Book cover of ‘Father Time’

Father Time: A Natural History of Men and Babies by Sarah Blaffer Hrdy (Princeton University Press)

Evolutionary anthropologist Hrdy sets out to demolish the still prevalent view that, with the exception of lactation and breastfeeding, women are better suited than men to nurture babies and bring up infants. She employs cultural and scientific arguments going deep into mammalian evolution to show that, given the opportunity, the male biological response to babies is virtually the same as the female.


Book cover of ‘Alien Earths’

Alien Earths: Planet Hunting in the Cosmos by Lisa Kaltenegger (Allen Lane/St Martin’s Press)

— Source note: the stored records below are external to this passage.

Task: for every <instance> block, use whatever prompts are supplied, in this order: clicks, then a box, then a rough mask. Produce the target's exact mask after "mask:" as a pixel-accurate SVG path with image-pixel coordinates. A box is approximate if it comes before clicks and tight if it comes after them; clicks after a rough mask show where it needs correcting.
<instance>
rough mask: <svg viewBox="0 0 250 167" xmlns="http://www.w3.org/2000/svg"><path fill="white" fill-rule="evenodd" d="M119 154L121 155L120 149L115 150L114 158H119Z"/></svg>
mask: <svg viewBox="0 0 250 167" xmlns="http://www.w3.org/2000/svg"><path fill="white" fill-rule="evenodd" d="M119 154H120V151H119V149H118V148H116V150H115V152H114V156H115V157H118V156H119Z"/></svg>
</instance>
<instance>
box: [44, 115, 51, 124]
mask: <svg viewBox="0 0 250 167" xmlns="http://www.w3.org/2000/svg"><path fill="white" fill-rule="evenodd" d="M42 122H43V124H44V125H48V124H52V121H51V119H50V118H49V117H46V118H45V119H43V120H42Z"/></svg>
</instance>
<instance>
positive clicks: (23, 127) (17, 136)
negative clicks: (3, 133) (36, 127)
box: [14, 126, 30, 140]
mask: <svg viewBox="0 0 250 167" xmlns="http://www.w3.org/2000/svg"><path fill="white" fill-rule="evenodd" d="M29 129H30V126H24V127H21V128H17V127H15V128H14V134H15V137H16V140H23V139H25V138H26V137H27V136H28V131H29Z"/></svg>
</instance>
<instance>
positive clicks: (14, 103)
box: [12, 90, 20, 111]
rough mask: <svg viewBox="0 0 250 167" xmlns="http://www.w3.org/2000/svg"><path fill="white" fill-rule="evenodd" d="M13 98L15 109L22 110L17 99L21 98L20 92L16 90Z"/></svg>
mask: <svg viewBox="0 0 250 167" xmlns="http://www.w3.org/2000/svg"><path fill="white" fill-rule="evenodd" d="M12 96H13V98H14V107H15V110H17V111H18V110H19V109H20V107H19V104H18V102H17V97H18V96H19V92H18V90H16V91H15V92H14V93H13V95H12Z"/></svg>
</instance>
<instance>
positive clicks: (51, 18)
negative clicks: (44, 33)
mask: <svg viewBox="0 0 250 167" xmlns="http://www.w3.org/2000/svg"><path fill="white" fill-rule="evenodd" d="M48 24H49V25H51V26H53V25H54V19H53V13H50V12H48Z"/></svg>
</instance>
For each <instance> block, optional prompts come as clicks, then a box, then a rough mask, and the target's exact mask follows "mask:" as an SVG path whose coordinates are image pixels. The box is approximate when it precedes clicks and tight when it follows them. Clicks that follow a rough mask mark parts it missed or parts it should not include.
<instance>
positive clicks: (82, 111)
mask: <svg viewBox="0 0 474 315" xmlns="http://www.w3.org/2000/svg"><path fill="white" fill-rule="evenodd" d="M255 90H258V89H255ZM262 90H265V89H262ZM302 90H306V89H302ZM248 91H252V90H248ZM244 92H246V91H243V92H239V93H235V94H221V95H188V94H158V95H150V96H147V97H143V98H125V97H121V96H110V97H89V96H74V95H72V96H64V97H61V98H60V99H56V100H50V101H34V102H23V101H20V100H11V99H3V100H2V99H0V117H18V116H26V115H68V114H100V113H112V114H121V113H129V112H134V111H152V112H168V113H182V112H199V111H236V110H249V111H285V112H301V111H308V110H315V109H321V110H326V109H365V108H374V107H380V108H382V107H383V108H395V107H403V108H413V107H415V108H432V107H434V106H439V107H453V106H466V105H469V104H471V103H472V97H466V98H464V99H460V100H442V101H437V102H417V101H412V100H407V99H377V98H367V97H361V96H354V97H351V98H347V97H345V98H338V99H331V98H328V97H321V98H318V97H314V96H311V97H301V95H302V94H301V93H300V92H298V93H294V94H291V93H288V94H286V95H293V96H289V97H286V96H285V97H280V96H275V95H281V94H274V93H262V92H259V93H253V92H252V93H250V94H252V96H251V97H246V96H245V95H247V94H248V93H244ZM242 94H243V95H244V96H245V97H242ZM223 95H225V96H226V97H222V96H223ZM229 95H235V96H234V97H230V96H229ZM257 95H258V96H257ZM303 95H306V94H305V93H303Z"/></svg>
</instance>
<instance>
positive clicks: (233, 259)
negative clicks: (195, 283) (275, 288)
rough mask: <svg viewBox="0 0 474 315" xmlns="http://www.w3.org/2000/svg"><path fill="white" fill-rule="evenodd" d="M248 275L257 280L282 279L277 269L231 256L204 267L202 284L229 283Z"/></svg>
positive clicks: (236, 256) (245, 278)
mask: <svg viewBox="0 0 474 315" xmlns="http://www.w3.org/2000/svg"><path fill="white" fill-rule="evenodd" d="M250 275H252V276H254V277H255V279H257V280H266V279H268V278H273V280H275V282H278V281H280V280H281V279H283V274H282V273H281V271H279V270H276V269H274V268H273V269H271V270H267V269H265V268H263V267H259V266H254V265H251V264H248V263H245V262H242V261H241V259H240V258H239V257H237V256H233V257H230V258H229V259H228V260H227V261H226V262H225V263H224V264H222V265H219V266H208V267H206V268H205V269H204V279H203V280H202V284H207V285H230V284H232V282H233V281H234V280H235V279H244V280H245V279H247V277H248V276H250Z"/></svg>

Astronomer Kaltenegger, a leader in the search for extraterrestrial life, describes vividly how her lab and others around the world are preparing to analyse observations of distant planets from a new wave of ultra-powerful telescopes, searching for signs of biological activity. Her story is literally colourful, because living organisms are likely to paint their home planets in distinctive organic hues that could not arise from geological processes alone.

Book cover of ‘Why We Remember’

Why We Remember: The Science of Memory and How It Shapes Us by Charan Ranganath (Faber)

Ranganath, an eminent neuroscientist, illuminates the processes of remembering and forgetting. His entertaining and thought-provoking book emphasises the remarkable fluidity of memory, as the brain extracts and stores the information likely to be most useful for the future while junking the rest.